Collective residences

LAIA MALDONADO LLOBERA

From Tuesday, 7 June 2022 to Tuesday, 14 June 2022

LAIA MALDONADO LLOBERA
Student, poet, international cooperator
Barcelona and New York

Bio

A graduate in Theory of Literature and Comparative Literature from the University of Barcelona, ​​she is still studying History and a master's degree in Theory of Literature and Comparative Literature there, part-time. After completing several online diplomas and courses in contemporary art (Oxford and Sotheby’s Institute) she moved to New York, where she is living, pursuing an MA in Contemporary Art at Sotheby’s Institute of Art.

A completely different facet has led her to study a master’s degree in personal training at ESEN Barcelona.

As a poet, she published L’Arquitecte (Edicions 1984), after winning the Ventura Ametller Poetry Prize. She has included poems in the anthologies Poesia Bloom (Adia Edicions, 2018) and Liberoamericanas, 140 contemporary poets (Liberoamérica, 2019). She has also included poems in the first and second volumes of the Poetry Spam Magazine of precarious workers.
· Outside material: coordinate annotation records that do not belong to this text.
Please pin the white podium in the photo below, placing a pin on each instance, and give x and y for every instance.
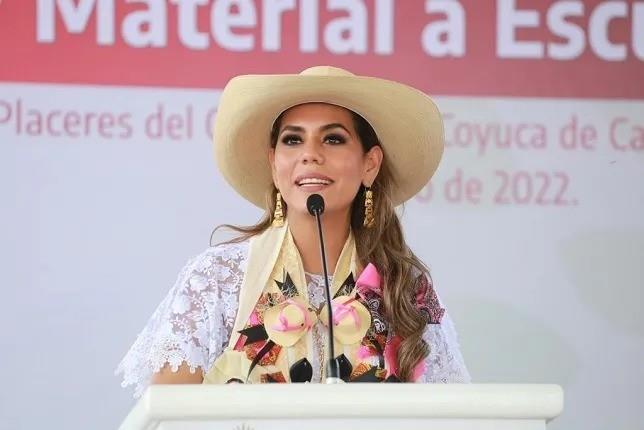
(346, 406)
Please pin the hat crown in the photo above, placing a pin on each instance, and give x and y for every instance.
(325, 71)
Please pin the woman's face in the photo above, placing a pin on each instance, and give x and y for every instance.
(319, 151)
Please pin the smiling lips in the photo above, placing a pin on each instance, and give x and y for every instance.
(313, 181)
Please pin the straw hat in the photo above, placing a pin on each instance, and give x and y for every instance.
(406, 121)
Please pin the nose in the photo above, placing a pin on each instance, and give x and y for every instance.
(312, 153)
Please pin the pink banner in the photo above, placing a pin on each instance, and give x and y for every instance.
(509, 47)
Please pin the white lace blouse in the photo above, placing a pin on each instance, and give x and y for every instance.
(194, 321)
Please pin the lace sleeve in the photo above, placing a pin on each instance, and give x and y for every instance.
(444, 364)
(194, 320)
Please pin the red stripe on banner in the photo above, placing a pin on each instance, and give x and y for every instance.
(553, 49)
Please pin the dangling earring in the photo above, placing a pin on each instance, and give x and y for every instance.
(278, 216)
(369, 219)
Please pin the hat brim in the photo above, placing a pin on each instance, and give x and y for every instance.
(406, 121)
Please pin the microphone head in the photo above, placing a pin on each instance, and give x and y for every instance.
(315, 204)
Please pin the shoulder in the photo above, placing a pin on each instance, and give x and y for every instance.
(219, 260)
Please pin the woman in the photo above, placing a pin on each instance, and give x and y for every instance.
(252, 310)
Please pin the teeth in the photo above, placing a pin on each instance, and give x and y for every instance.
(313, 181)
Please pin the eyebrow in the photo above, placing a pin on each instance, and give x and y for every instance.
(298, 129)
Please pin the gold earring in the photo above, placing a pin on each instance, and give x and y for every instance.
(278, 216)
(369, 219)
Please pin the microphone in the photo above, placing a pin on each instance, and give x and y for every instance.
(315, 206)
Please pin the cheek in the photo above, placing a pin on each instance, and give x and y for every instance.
(283, 169)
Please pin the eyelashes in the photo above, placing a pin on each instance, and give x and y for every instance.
(294, 139)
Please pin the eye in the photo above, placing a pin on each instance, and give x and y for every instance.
(335, 139)
(291, 139)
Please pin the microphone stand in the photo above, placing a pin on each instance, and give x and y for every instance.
(315, 205)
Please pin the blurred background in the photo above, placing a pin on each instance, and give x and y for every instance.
(533, 226)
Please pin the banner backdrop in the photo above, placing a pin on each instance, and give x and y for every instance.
(533, 226)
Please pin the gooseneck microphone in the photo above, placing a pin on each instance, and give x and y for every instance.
(315, 205)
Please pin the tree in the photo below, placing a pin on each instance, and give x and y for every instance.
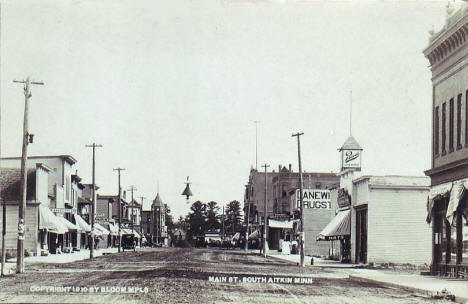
(169, 219)
(196, 220)
(233, 216)
(212, 216)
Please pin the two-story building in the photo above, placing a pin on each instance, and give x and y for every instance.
(158, 229)
(62, 196)
(35, 236)
(282, 211)
(447, 53)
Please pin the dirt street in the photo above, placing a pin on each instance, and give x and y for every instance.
(182, 275)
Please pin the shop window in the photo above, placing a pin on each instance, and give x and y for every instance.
(451, 113)
(459, 122)
(444, 127)
(465, 233)
(466, 118)
(445, 241)
(436, 131)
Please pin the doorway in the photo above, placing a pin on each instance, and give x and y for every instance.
(361, 235)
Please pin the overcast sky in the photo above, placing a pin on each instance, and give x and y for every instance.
(172, 88)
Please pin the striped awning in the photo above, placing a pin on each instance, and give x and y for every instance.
(280, 224)
(49, 221)
(114, 229)
(80, 222)
(68, 224)
(103, 230)
(338, 228)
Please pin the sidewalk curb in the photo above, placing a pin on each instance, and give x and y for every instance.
(281, 260)
(425, 292)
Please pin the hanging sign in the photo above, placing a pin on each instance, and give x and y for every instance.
(351, 158)
(314, 198)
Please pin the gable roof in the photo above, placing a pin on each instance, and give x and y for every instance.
(350, 144)
(158, 201)
(10, 180)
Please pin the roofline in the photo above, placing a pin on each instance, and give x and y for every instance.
(107, 196)
(446, 32)
(46, 168)
(70, 159)
(377, 186)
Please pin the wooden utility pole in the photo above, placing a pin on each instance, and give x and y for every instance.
(265, 215)
(223, 222)
(301, 227)
(93, 207)
(141, 218)
(248, 218)
(256, 146)
(132, 189)
(2, 272)
(27, 138)
(120, 207)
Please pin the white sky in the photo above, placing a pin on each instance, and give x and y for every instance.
(172, 88)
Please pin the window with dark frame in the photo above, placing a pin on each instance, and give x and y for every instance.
(436, 132)
(451, 121)
(444, 127)
(459, 121)
(466, 118)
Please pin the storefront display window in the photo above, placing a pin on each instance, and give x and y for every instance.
(465, 234)
(444, 241)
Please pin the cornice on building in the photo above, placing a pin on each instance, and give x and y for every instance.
(451, 38)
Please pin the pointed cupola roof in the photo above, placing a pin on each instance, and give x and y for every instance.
(158, 201)
(350, 144)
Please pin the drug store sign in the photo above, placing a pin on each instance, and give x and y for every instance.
(314, 199)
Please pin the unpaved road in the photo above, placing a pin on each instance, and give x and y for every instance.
(182, 275)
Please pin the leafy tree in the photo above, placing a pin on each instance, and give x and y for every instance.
(196, 219)
(233, 218)
(212, 216)
(169, 219)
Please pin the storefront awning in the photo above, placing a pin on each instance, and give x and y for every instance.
(49, 221)
(103, 230)
(80, 222)
(114, 229)
(96, 231)
(68, 224)
(254, 235)
(456, 194)
(125, 231)
(280, 224)
(339, 227)
(236, 236)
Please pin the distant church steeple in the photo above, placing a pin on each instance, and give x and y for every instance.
(351, 150)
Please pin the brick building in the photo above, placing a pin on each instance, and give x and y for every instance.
(281, 209)
(447, 53)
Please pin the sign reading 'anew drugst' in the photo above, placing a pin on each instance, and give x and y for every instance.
(351, 159)
(314, 198)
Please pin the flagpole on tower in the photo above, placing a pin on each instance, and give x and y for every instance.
(187, 192)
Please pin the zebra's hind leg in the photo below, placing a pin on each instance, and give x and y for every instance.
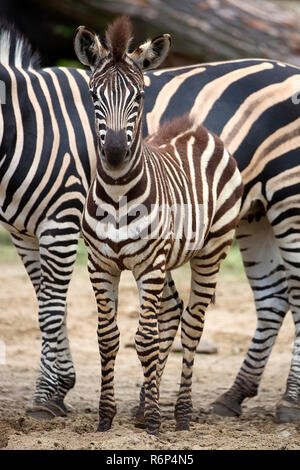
(287, 233)
(205, 268)
(105, 285)
(267, 275)
(151, 286)
(50, 273)
(171, 308)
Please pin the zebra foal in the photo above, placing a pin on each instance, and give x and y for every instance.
(126, 222)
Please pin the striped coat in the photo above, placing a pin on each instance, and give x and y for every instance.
(181, 169)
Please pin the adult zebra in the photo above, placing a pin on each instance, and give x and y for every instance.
(47, 159)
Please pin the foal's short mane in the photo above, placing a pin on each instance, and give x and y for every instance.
(118, 35)
(170, 129)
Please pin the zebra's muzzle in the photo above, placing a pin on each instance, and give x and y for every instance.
(115, 148)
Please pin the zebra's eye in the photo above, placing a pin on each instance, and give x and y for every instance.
(139, 96)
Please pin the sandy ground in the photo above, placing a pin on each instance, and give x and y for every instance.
(230, 324)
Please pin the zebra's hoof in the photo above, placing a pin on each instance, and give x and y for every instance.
(48, 410)
(104, 426)
(182, 427)
(140, 419)
(223, 406)
(287, 412)
(153, 432)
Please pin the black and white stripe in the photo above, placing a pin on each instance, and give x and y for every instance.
(168, 178)
(47, 123)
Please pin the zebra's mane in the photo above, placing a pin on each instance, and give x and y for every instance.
(118, 35)
(15, 49)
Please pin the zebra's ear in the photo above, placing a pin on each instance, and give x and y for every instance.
(88, 47)
(152, 53)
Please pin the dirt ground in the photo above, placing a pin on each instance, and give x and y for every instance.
(230, 324)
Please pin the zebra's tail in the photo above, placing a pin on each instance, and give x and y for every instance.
(15, 49)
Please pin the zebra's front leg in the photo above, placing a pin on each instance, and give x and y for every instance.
(151, 286)
(57, 374)
(168, 321)
(47, 403)
(105, 286)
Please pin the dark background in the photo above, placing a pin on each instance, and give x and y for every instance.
(202, 30)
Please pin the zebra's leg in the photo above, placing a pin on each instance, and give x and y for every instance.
(105, 286)
(57, 251)
(204, 274)
(170, 311)
(267, 275)
(287, 234)
(151, 286)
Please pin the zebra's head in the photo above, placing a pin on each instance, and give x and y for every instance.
(117, 85)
Furthermore, she did her internship and worked at the Bloom School of Literature in Barcelona. She currently collaborates as a cultural journalist and freelance art critic with different Catalan and Spanish journals, remaining a regular columnist for the digital Catorze Cultura and Avalon. A job she combines with a light-hearted militancy in a small cooperation project, A Pencil for Ghana, of which she is the founder, that works for the Ghanaian Ryvanz-Mia Childcare orphanage.

Project

I am looking forward to having a space of research regarding the notion of border. All along my research and practice, both as a poet and as a theorist, I’ve chased an attitude of “lateral thinking, thinking from the edge”. I guess that any kind of critical thinking implies the willingness of inhabiting a limen, a frontier. Along the years, I’ve found that friction is what creates spaces: they do not exist by itself, but are produced when they collide. I’d like to use this opportunity to see what comes out from that collision: in terms of language, art, politics. I have previously researched the idea of the frontier on its political aspects as I specialized on South African contemporary poetry and performance. I have lately been immersed in the idea of installation and how it works within the contemporary art world, creating a space of friction that, though "spectacularized" itself, confronts our highly commodified world.

The residence at FaberLlull has been an experience. It only took a couple of hours for the insecurity and uncertainty I felt to dissipate completely: not only because of the kindness of Pepa and the Gaviota or the extraordinary connection that immediately arose with the other residents, but also because of the sense of peace that permeated the hotel.

We came to talk about borders, about limits and spaces that separate and, at times, do not communicate, and it turned out that what I found were connections: I reconnected with myself, I found new lines of thought (and a lot of new references and ideas) and, above all, I created a bond that is not ephemeral with people with whom I share a certain vision of the world and of spaces (and of the spaces between spaces!). I'm sure that this will make well and hopefully a common project will emerge, one that picks up the spirit of discussion and criticism that we've shared these last few days!